I know, I know; sounds like the title of a bad romance novel, doesn’t it? But since it’s so damn cold, I thought I’d write about something that always says summer to me the same way strawberries and asparagus say spring. Where I grew up, the houses all had big backyards–at least, they seemed big to us, at the time. The house that backed up directly onto our backyard had one of those dumb split-rail fences (they don’t actually keep anything smaller than a cow or horse in or out, do they?) at the line with our property, and behind that was a grape arbor. A Concord grape arbor, to be specific, which when I was growing up was the only kind of grape anybody knew. When we played hide-and-seek—which we did A LOT, because this was in the days before there were any sort of organized group activities involving grown-ups for kids (except for Little League, and not many boys seemed to do that), so we whiled away our long, long summers playing hide-and-seek and kick-the-can and softball and sardines and like that—the BEST place to hide was in the middle of the grape arbor, scootched down in the dirt, with the ripening fruit hanging all around you, making you dizzy with the smell. Concord grapes don’t taste all that great—when you pop one between your teeth, there’s a hint of the sweet fragrance that’s quickly swallowed up by the green squishy sour pulpy inside, that sort of makes you purse your mouth up. That’s why we could hang out in the arbor and not get caught by the neighbors. We didn’t actually eat the grapes; we just sucked in the scent. It was also a great place to hide because there would always be bees swarming around, so whoever was “it” didn’t really want to get too close. But the bees wouldn’t bother you much so long as you were still, and just crouched there, getting drunk on the rich grape aroma.

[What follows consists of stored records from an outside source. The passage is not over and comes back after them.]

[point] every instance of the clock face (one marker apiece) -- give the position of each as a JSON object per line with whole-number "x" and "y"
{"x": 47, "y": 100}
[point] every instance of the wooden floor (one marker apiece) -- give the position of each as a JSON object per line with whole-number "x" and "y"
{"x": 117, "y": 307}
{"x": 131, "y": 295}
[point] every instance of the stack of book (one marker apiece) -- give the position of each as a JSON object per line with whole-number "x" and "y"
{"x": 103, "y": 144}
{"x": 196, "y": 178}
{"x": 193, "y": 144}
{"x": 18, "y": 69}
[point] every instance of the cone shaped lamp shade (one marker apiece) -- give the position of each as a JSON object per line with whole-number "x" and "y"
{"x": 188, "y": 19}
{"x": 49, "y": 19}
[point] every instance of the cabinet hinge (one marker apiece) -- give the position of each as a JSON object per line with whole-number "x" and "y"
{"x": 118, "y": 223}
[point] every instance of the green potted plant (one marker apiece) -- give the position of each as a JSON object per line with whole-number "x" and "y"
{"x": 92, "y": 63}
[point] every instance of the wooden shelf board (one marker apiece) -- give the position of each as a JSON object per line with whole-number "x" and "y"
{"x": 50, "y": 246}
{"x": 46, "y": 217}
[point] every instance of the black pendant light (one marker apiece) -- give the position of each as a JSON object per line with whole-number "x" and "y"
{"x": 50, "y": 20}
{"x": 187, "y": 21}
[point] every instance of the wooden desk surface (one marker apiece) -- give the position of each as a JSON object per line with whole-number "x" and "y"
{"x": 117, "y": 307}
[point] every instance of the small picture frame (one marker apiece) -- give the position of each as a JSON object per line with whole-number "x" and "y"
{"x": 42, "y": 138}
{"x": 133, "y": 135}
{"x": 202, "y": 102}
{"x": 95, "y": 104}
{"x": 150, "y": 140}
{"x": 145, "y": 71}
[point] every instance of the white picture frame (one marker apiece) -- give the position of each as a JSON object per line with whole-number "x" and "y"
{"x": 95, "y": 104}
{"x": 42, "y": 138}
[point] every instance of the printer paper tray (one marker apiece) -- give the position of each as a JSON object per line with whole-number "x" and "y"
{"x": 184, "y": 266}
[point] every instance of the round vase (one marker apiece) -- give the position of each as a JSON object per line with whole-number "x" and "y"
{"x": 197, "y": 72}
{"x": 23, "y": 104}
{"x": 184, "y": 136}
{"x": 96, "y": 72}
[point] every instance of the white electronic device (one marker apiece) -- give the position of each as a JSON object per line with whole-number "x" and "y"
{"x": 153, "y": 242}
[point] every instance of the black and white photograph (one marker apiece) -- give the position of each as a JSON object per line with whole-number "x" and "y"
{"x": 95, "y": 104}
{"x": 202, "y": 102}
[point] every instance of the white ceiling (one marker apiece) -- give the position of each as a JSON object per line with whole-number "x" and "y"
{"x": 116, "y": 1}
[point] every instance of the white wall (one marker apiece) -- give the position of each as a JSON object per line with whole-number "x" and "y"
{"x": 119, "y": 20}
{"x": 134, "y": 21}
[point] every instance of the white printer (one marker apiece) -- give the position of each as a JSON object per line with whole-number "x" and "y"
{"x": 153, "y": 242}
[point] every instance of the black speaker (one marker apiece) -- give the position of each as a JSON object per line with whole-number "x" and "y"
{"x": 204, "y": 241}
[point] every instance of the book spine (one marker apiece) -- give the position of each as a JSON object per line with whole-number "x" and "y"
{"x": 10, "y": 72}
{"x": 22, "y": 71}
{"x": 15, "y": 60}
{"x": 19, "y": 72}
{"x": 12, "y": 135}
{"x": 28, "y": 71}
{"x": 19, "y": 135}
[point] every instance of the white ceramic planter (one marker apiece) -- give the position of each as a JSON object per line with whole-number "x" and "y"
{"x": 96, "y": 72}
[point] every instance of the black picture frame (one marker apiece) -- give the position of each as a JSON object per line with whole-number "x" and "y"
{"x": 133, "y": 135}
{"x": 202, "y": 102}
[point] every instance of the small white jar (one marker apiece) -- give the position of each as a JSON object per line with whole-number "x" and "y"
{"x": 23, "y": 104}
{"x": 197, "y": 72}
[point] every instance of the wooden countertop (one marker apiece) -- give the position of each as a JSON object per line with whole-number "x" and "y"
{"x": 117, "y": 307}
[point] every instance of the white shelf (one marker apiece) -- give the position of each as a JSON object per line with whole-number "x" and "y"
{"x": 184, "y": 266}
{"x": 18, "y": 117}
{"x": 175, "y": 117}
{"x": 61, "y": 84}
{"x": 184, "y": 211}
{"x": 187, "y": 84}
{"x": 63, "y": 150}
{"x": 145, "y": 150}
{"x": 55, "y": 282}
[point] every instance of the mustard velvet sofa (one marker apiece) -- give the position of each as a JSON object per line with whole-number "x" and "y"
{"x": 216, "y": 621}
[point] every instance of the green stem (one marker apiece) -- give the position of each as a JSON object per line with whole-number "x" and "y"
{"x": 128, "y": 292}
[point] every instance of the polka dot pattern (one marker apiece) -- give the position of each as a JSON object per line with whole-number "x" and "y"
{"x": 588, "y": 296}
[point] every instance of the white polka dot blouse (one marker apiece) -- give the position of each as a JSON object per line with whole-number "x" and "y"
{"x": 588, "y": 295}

We were, in fact, so tormented by the disconnect between the smell of those grapes and their taste that one time, we picked a whole mess of them, swiped some pectin and sugar from my mom’s kitchen, and tried to make the grape-jelly equivalent of sun tea. Didn’t work. Made an awful mess in the Corrigans’ garage, too, up in the top loft where Mr. Corrigan kept his Playboy magazines.
You know Welch’s grape juice? A guy named Welch first developed a way to make nonfermenting grape juice out of Concord grapes, so his church could use it instead of wine at communion. How abstentious.
When I lived in the city, I planted a Concord grapevine out in the backyard, hoping to re-create that scent, but we moved before it ever bore grapes. For all I know, it’s still there today. If I had room for one, I’d sure plant one here at this house. I’d make stuffed grape leaves with the leaves, and I’d move a lawn chair out close to the vine in late summer, and sit and smell the grapes.